MATERIALS: Timber frame with plaster and a red tile roof.

PLAN: The original plan is not clear but was perhaps a two-unit house, with a passage from the front door behind the chimney stack.

EXTERIOR: A long two-storey timber-framed and plastered house with a red tile half-hipped roof. The south front is five bays wide, with three-light modern casement windows with small panes and a modern lean-to porch in the centre of the front. The earliest section of the house dates from the C17 and comprises the bays immediately to the left and right of the central chimney stack. The end bay to the west was added in the early C20, though internal evidence suggests re-use of older timbers. The two bays to the right of the front porch and the two-storey block attached to the rear (north-east) are additions of 1967-89 and are not of special interest.

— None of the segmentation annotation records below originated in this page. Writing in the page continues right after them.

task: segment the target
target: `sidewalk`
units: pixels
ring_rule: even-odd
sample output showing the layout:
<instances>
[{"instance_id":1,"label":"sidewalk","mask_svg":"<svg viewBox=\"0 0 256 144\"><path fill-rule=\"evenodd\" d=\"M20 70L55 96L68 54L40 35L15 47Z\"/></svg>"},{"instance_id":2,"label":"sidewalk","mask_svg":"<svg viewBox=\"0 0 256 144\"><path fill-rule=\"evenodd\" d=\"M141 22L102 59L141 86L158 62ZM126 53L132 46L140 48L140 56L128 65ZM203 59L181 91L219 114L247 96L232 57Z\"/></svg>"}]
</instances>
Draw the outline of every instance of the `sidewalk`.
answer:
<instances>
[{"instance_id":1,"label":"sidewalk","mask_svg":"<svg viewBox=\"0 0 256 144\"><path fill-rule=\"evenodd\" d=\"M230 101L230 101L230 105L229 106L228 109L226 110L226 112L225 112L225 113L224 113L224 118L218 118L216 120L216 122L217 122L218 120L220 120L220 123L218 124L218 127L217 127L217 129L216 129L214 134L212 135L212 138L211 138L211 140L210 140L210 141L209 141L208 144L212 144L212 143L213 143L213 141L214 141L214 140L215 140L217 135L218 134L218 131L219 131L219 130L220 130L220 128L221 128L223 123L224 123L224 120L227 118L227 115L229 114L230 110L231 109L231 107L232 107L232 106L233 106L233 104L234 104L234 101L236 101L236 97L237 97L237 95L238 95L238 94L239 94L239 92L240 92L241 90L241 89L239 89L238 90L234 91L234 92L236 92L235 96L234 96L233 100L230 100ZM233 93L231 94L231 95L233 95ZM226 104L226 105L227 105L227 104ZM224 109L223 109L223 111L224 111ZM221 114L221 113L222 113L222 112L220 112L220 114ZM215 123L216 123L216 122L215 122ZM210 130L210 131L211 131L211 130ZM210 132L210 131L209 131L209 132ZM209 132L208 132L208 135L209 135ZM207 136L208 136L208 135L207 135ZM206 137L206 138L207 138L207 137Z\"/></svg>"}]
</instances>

INTERIOR: There is a large red-brick chimney stack on the left side of the entrance hall, with a passage at the rear leading to the principal room. This room has a timber frame of the C17, including wall posts with jowled heads, sill beams and heavy ceiling beams. There is a large brick fireplace with herringbone back and deep-chamfered bressumer. The main feature of interest is a stop-chamfered axial beam with 'I.R. 1612' carefully cut on the south face. The western end of the room beyond this beam was added in the early C20. Two of the bedrooms on the first floor have exposed C17 timbers including extended jowl posts and tiebeams. The roof was rebuilt to a flatter pitch by adapting the old roof structure; internal evidence shows this was a clasped purlin roof with wind braces.

SUBSIDIARY FEATURES: The detached block to the south-east of the house, comprising Beazleys Cottage and two garages, is excluded from the listing as it was built in the 1970s and does not have any special interest.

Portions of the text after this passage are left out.